学校の都合で仕方無く、最終日は全ての行程をキャンセル(?)して、学校へ向かう予定だ。
午後からリハーサルの予定だから、朝起きて出発すればじゅうぶん間に合う。
「なんや。じゃあ、お兄ちゃんとお姉ちゃんはカピバラに会えんのやな」
「せやで。まあ、しゃあないやろ」
カピバラにも飯田さんにも会えないが、仕方ない。学校がそう指定してきたんだから。
逆らって定演が中止になろうものなら、サークルを潰されかねん。定演だけじゃ物足りないから、他にも何かしろ、って言う先生が居るからね……。
でも、これなら途中まで綾乃と帰れるかもしれない。
「やっと着いたぁ……」
「みんな、待たせたなぁ」
「お待たせ」
恵那ちゃん、犬山さん、リンが到着。
「あれ? アキちゃんは?」
「途中でくたばってたよ」
くたばってた……。
まあ、状況は容易に想像できる。
しばらく寛いでいたら、ようやく大垣さんが到着。更に遅れて鳥羽先生が到着。
先生は運動不足なのか、暫く膝に手を付いて息を整えていた。
大垣さんは、拾った木の枝を杖代わりにして、今にも倒れそうなお祖父さんのごとくやって来た。
「アキちゃんやっと来たで」
「ホンマやな。ダントツ最下位」
「遅いよ~」
「無茶するからだね」
勝負に参加した人からの講評。……と言えるのか?
「み、皆まで言うな……」
「まぁ。でも、お疲れ様。俺の分はジュース要らないからね」
別に俺はジュース目当てに参加した訳ではない(後から決まった)し、『吹奏楽部は文化部』と思っている奴等への証明の意味もあった。世間はそろそろ運動部・文化部の括りを見直すべきだ。

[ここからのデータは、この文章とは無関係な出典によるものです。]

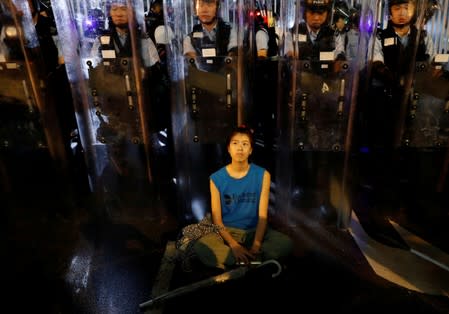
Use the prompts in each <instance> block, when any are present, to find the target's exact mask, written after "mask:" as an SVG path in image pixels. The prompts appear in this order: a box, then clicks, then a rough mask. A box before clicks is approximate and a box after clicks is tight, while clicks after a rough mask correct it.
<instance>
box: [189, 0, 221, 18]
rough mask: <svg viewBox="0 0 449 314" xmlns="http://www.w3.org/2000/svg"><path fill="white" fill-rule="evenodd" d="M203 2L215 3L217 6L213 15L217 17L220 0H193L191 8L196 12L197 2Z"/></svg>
mask: <svg viewBox="0 0 449 314" xmlns="http://www.w3.org/2000/svg"><path fill="white" fill-rule="evenodd" d="M199 1H201V2H204V3H214V2H215V3H216V4H217V11H216V12H215V15H216V16H218V11H219V10H220V4H221V0H193V8H194V10H195V12H196V9H197V4H198V2H199Z"/></svg>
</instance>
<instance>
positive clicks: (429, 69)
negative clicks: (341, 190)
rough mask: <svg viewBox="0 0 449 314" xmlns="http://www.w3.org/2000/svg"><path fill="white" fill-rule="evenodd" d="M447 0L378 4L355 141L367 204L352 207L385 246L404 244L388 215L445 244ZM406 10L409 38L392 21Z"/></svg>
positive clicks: (447, 203) (407, 30)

ん? いや、野クル部にそう思っている人は居ないと思うけどね。
「せ、先輩……!」
「でもアキちゃん、うちら三人にはちゃんと奢ってや」
「……」
納得ずくのようだが、そう決めたのだから、仕方あるまい。
結果 (確定)
1なでしこ
〃純一
3凪
〃あかり
5千明
「へぇー。うっすら見えとったん伊豆諸島やったんか」
「あれが利島で」
「あっちの大きな島が伊豆大島みたいだな」
伊豆大島か。
「あの島は三原山の火山島だな。1986年11月に大きな噴火があって、島民が全員避難したことがあってね」
「ほぇ~。みんな無事やったん?」
「うん。ただね、一部役場職員は残っていたんだけど、その残った人に該当しない人影が、噴火口付近で目撃されててね。『いるはずのない歩く人影が映ってる』って話題になってね~」
あ、
「まあ、実際は避難指示に逆らったカメラマンが隠れてて、その人が映っただけらしいよ」
行方不明扱いされてたとか……。
「まあ、そんなわけであの島自体がジオスポに認定されてるんだよ」
「伊豆大島かぁ……。いつか島キャンも行ってみたいね」
「そうだな」
「志摩リン島根で島キャンプ」
三重県に志摩市がある。『志摩リン志摩で島キャンプ』の方がしっくりくると思うがな……。
「しましましまキャン~」
「くだらねー」
「あははは。風車のある風景って何か良いよね」
「いいよね。風車」
「一家に一本欲しいよね」
「省エネにはなるけど、騒音とか振動とか、大変だと思うぞ」
一番薄着で来ている大垣さんが、一発くしゃみをした。
「日も傾いてきましたし、そろそろ降りましょうか」
「ですね」
「流石に寒くなってきたなぁ」
「そんな薄着で登るからや」
車に乗り、一路黄金崎を目指して走る。
『そういえば今日、まだキャンプっぽいことって、買い出ししかしてないよね』
『いいのいいの。こんくらいの緩さが野クル部クオリティーってもんよ』
「四月に野クルを立ち上げ、初キャンプが十一月やったもんな」
『あ、あれはテントが届かなかったから、仕方なかったんっすよ……』
『夏キャン用に春に注文して、届いたのが秋やったんで……』
野クル立ち上げメンバーによる釈明。
届くまでそんなに掛かるなんて。見た感じ新品ではなかった*3し、フリマサイトで落としたのかな?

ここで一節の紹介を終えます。